11

I'm modifying a bunch of initramfs archives from different Linux distros in which normally only one file is being changed.

I would like to automate the process without switching to root user to extract all files inside the initramfs image and packing them again.

First I've tried to generate a list of files for gen_init_cpio without extracting all contents on the initramfs archive, i.e. parsing the output of cpio -tvn initrd.img (like ls -l output) through a script which changes all permissions to octal and arranges the output to the format gen_init_cpio wants, like:

dir /dev 755 0 0
nod /dev/console 644 0 0 c 5 1
slink /bin/sh busybox 777 0 0
file /bin/busybox initramfs/busybox 755 0 0

This involves some replacements and the script may be hard to write for me, so I've found a better way and I'm asking about how safe and portable is:

In some distros we have an initramfs file with concatenated parts, and apparently the kernel parses the whole file extracting all parts packed in a 1-byte boundary, so there is no need to fill each part to a multiple of 512 bytes.

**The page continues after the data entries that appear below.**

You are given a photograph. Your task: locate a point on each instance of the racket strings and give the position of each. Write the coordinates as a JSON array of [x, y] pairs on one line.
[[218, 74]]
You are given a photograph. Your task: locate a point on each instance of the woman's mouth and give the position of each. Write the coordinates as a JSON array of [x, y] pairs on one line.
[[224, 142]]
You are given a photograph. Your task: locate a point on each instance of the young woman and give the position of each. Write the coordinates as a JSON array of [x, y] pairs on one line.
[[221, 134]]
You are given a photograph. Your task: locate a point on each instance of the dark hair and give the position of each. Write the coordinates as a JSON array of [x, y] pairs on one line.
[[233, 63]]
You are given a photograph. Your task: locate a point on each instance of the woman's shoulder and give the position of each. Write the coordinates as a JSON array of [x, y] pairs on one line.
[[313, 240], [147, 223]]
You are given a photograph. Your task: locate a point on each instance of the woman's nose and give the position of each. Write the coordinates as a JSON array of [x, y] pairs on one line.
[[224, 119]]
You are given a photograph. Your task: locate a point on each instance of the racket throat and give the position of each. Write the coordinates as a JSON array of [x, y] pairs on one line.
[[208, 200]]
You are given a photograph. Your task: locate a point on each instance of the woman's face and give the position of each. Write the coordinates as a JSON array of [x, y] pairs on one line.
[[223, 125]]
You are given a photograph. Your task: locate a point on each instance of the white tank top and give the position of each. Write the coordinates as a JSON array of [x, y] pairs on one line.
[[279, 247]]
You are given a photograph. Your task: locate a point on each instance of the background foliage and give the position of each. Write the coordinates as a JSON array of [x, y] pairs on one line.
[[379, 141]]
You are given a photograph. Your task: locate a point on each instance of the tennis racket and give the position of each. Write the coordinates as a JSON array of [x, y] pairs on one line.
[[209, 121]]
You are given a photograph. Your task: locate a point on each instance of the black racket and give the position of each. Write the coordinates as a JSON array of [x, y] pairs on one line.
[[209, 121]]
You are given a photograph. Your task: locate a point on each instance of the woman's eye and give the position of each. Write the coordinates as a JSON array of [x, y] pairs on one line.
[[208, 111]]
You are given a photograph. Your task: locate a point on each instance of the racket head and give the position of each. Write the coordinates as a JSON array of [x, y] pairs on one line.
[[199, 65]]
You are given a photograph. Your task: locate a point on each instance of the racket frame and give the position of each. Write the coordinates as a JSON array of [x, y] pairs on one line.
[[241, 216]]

I thought this 'feature' can be useful for me to avoid recreating the archive when modifying files inside it. Indeed it works, at least for Debian and CloneZilla.

For example if we have modified the /init file on initrd.gz of Debian 8.2.0, we can append it to initrd.gz image with:

$ echo ./init | cpio -H newc -o | gzip >> initrd.gz

so initrd.gz has two concatenated archives, the original and its modifications. Let's see the result of binwalk:

DECIMAL       HEXADECIMAL     DESCRIPTION
--------------------------------------------------------------------------------
0             0x0             gzip compressed data, maximum compression, has original file name: "initrd", from Unix, last modified: Tue Sep  1 09:33:08 2015
6299939       0x602123        gzip compressed data, from Unix, last modified: Tue Nov 17 16:06:13 2015

It works perfectly. But it is reliable? what restrictions do we have when appending data to initfamfs files? it is safe to append without padding the original archive to a multiple of 512 bytes? from which kernel version is this feature supported?

0

3 Answers 3

12

It's very reliable and supported by all kernel versions that support initrd, AFAIK. It's a feature of the cpio archives that initramfs are made up of. cpio just keeps on extracting its input....we might know the file is two cpio archives one after the other, but cpio just sees it as a single input stream.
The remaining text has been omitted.